12 FICTION(S)

The end of a labyrinth, if it exists,
is to stimulate the intelligence to find it,
enigmas are always much more important than solutions.
—JORGE LUIS BORGES

What is fiction and what is it for? To live, at least in our imagination, lives fuller than those we live, which will always leave us dissatisfied. Fiction helps us to understand reality. It is friendlier and more intense than the so-called real. It is a place where facts have meaning.
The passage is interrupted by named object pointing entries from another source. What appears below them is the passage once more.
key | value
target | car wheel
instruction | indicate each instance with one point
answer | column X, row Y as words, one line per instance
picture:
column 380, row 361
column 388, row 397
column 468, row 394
Reality is linked to truth, with all its brands, responsibilities, needs, the morality of facts, in brief, the weight of the common and normative. Therefore, fiction appears to be connected with leisure, gratuity, waste of meaning, chance, with what it is not possible to be taught and explained in a traditional way. It is associated with the seductive and passionate politics of the impossible, of the forbidden, the neglected, and the uncanny.

Fictions, thus, are nothing more than the reverse of reality, covered with the veil of a revelation and the tender ability to suggest. The more ambiguous and suggestive the creation is, the more distanced from the creator, the better the work of art. What is relevant to the artist is not to explain the metaphor. An artist is allowed to tell the story but not to reveal the moral.

All art is essentially fantastic, remote from reality, an artifice; the idea of realistic art is already in itself a chimera. Once the fiction is created, it is convenient to test it in time and space; that is the task of an artist.